Before the session, in Cheryl’s presence, I asked the nurse to watch very carefully that I did not ask any leading questions or put in any false ideas. Cheryl entered trance easily. I asked if there was a time and place where her subconscious mind felt she should go in order to help her. I then checked by ideomotor signaling [lifting a finger to indicate “Yes”], which comes from the subconscious part of the brain, that it was safe to re-live this experience. She indicated that it was.

During this session, she described an occasion when a group of men visited her home, and she was taken into a room in the house -- she didn’t say where, but it sounded like a cellar or attic. Black candles were lit in black candlesticks, and there was a symbol like superimposed triangles painted on the floor. She was undressed and then held down over this symbol by the group, who formed a circle.

While in trance, she assumed a position with her arms above her and her legs apart. While crying, she struggled in this position, but the remarkable thing was that her wrists and ankles stayed in the same position as if held there. She then cried out, “Don’t, Daddy, you’re hurting me.” I asked where she was hurting and she said, “My bottom.”

The sobbing settled down, and I asked her to go in her mind to a safe place where she was secure, and told her that the painful memories were now dealt with and would not trouble her again. I then taught her self-hypnosis and then reversed the trance. She was not too distressed prior to leaving and said she would return the following week. Being involved in her disclosure of such events was extremely distressing to me. She had mentioned sexual abuse prior to the therapy but had not mentioned satanic abuse, and I believe did not know any of the details. She said that the same group of men used to visit her house quite frequently. She did not know any of their identities, but she felt that one was a solicitor.

During the second session, she described an incident in a farmhouse set in the middle of a field, where she went with her brother. He was told to wait outside while she and her father went in. There was a group of people in a circle in the large kitchen.

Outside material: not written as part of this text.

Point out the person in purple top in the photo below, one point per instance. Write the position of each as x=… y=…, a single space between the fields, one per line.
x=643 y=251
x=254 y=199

She was told to sit on a man’s knee and he “played with her bottom,” as she put it. They then all went into another room, and a carpet was rolled back to reveal a symbol similar to the one she had described before. She was again undressed and held down over this sign. A door opened, and a man came in wearing a cloak and a long red mask. She again described what was clearly rape.

On the third occasion, she said she was much better and did not need further therapy. She said she always remembered her distress after coming out of this farmhouse but could never remember what had caused it. She also said that a friend had a long mask on the wall, and she became extremely distressed whenever she saw the mask. She had always wondered why she reacted in this way to what was only an inanimate object. Now, of course, she understood fully.

This case made a great impression on me, and I was pleased that it was sorted out very successfully in two treatment sessions and one review. The psychiatric nurse with whom I worked was amazed. She has considerable experience in satanic abuse and said the normal experience was that after 18 months of counseling, one would be left with someone who was still very scarred and who would not function well socially. Here we had a lady who “got her act together” very successfully.

What worries me is non-professional people who use hypnosis after what is in some cases totally inadequate training. In some cases, they believe that every person has some extremely distressing event which is the root of their problems. Hence they persevere in fishing for what is in some cases not there.

On the other hand, I totally believe Cheryl”s story. I do not feel she could have faked her struggling movements while in trance.